In a previous post, I talked about the layers around learning design. One of the layers that’s increasingly interesting to me is the notion of the success skills, or meta-skills that are involved. For example, the SCANS competencies are a decent suite of skills that recognize the general skills for success that cross different disciplines.
However, you really can’t focus on such skills in isolation. Like most meta-skills, they need to be applied in a domain. As a consequence, they really need to be worked on while developing some other skills. That is, when you’re developing a curriculum, you have opportunities to require using those skills, but they need to be explicitly included and better yet, assessed.
In the field of educational software, there have been many ‘games’ that claimed “develops problem-solving skills”. This wasn’t accurate, as most of them required problem-solving skills, but there was no development. Development would require assessing performance and providing feedback. And that’s what we want to do to develop these skills.
So my suggestion is to layer on these requirements across the curriculum, and assess them separately. The skills, like organizing, problem-solving, communicating, researching, etc, are naturally part of an activity-based curriculum, but need to be deliberately inserted at reasonable rates and tracked. It’s not hard, you choose this assignment (task/activity/practice) to include a presentation, that one to require research, another to require a design task, etc. And you assess them across assignments.

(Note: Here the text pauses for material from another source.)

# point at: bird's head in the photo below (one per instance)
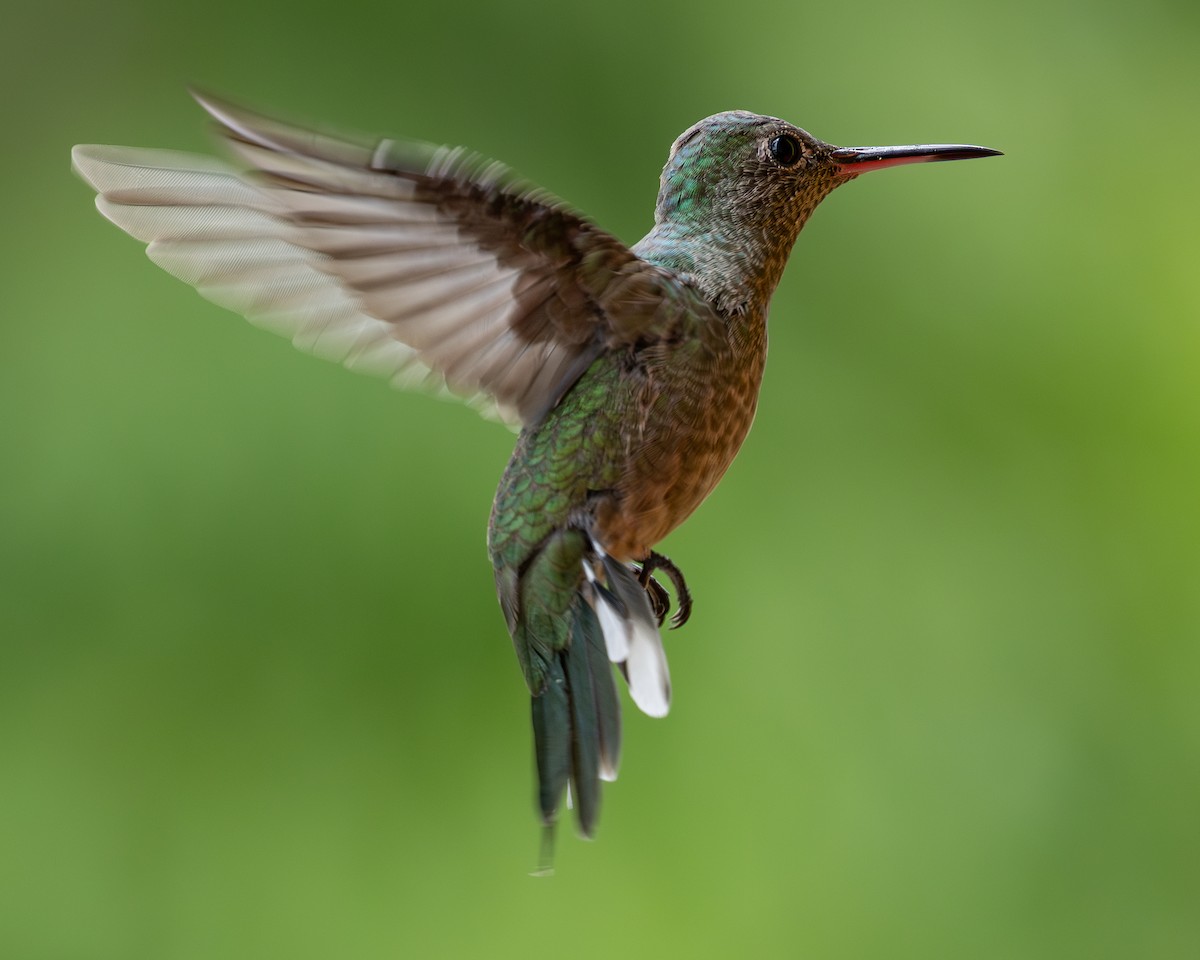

So, you look at their repeated performance on each skill at each time they’re inserted. You can provide support and gradually remove it (as you do for other skill-development practice).

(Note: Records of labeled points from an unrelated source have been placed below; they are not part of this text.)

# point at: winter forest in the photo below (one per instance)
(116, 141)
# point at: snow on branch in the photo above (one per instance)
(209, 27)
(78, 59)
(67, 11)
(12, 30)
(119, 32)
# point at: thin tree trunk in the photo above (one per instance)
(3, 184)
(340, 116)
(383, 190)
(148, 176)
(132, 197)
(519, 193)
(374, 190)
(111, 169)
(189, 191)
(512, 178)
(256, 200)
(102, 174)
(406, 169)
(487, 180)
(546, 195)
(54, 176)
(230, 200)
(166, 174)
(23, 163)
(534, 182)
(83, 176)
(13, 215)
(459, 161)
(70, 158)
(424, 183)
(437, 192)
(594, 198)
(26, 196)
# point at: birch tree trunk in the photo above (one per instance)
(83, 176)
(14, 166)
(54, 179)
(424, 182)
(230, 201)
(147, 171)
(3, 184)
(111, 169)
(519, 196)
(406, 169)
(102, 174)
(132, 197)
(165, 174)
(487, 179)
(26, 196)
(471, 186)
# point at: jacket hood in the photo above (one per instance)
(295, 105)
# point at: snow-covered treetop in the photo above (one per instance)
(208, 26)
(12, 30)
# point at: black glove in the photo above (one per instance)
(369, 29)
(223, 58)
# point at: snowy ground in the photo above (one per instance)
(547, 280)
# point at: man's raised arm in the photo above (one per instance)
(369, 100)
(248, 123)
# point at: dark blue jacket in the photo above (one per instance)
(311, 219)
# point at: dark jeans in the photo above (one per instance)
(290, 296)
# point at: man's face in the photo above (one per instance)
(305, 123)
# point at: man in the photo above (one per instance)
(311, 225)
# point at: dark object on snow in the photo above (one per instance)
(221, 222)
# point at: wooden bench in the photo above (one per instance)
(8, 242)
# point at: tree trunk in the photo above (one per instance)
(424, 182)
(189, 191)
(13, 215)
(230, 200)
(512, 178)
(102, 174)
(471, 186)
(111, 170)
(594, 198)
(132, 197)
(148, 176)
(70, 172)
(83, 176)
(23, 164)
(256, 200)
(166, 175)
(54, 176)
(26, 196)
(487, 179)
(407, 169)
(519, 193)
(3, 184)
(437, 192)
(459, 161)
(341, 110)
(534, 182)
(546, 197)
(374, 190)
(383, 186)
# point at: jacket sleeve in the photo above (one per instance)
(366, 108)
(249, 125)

The point is to not only develop the learner’s ability to acquire the curricular skills, but also to acquire the meta-skills. For instance, if you are helping people acquire job skills, you are also developing their ability to hold the job, and self-improve over time.
Think of it this way. People acquire a job by their ability to do X, but they will need to know how to work in a job context regardless of whether it’s X, Y, or Z. Also, X will change to X+ and X++ over time, and the skills to keep up to date and move up require the meta-skills.
I think of this as one of the pillars of a successful education practice; develop the learners not only in the domain, but as learners. Developing them as people, not only as practitioners of a competency. I think this is a practical approach, what do you think?